Shares of drinks makers fell after the US surgeon-general said alcoholic beverages should carry a warning to boost awareness about their link to cancer.

The US’s top government doctor on Friday released a public-health advisory stating alcohol consumption ranks behind tobacco and obesity as the third leading preventable cause of cancer in the US.

Surgeon-general Vivek Murthy said Congress should authorise updated warning labels on beverages containing alcohol about the cancer risk, among other actions that could reduce related cancers in the US.

The advisory and the recommendations are reminiscent of public health efforts targeting the tobacco industry over recent decades, which have led to a dramatic decline in smoking.

Alcohol stocks on both sides of the Atlantic sold off after the advisory on Friday, leaving the share prices of several brewery and distillery owners down more than 2 per cent. At the extreme end, Rémy Cointreau tumbled 5 per cent, while New York-listed shares of Boston Beer closed almost 4 per cent lower.

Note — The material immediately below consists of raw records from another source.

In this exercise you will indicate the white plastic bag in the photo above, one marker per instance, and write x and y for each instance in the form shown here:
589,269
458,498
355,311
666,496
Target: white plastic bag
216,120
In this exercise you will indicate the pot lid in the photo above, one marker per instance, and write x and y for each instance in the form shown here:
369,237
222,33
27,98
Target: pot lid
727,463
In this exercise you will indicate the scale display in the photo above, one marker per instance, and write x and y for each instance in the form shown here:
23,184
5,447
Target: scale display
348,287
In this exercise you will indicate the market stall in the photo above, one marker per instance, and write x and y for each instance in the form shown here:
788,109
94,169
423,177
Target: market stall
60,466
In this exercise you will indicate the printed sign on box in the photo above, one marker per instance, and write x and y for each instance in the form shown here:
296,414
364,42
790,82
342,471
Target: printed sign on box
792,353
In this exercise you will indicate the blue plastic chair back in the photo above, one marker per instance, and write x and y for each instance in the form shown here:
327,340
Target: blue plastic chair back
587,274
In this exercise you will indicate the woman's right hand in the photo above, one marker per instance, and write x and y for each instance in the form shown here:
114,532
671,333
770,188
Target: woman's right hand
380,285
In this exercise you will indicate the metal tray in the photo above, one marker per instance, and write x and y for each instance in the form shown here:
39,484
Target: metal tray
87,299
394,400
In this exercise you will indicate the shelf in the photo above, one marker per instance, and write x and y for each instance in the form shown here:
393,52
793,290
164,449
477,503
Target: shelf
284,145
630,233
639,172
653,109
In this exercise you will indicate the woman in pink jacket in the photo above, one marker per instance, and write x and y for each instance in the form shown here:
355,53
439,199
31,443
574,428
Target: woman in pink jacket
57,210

Alcohol was first classified as a group 1 carcinogen — meaning it is an agent known to cause cancer in humans — by the International Agency for Research on Cancer in the 1980s. Murthy said evidence of the link between alcohol and cancer has strengthened over time and that for some cancers, such as those of the breast, mouth and throat, the risk starts to rise when people have one or fewer drinks a day.

The World Health Organization issued guidance in 2022 saying there is no safe amount of alcohol consumption that does not affect health. In a statement in the medical journal The Lancet Public Health, the agency said the latest data indicated half of all cancers that could be attributed to alcohol were caused by light or moderate drinking, defined as the equivalent of less than one and a half-litres of wine, three and a half-litres of beer, or 450ml of spirits a week.

The surgeon-general said less than half of all Americans were aware drinking alcohol increases the risk of developing cancer. Awareness was far greater for the increased risk from radiation, tobacco and asbestos, the advisory said.

While many countries, including the US, require alcoholic drinks to be labelled with some health warnings, such as the risks of drinking for pregnant women, few specifically alert consumers to the increased risk of cancer. Ireland and South Korea have put warnings about cancer on alcoholic drinks in recent years.

Alcohol can cause cancer by damaging DNA, increasing inflammation, or altering the levels of hormones such as oestrogen. It can also make it easier for other carcinogens such as tobacco smoke to be absorbed into the body.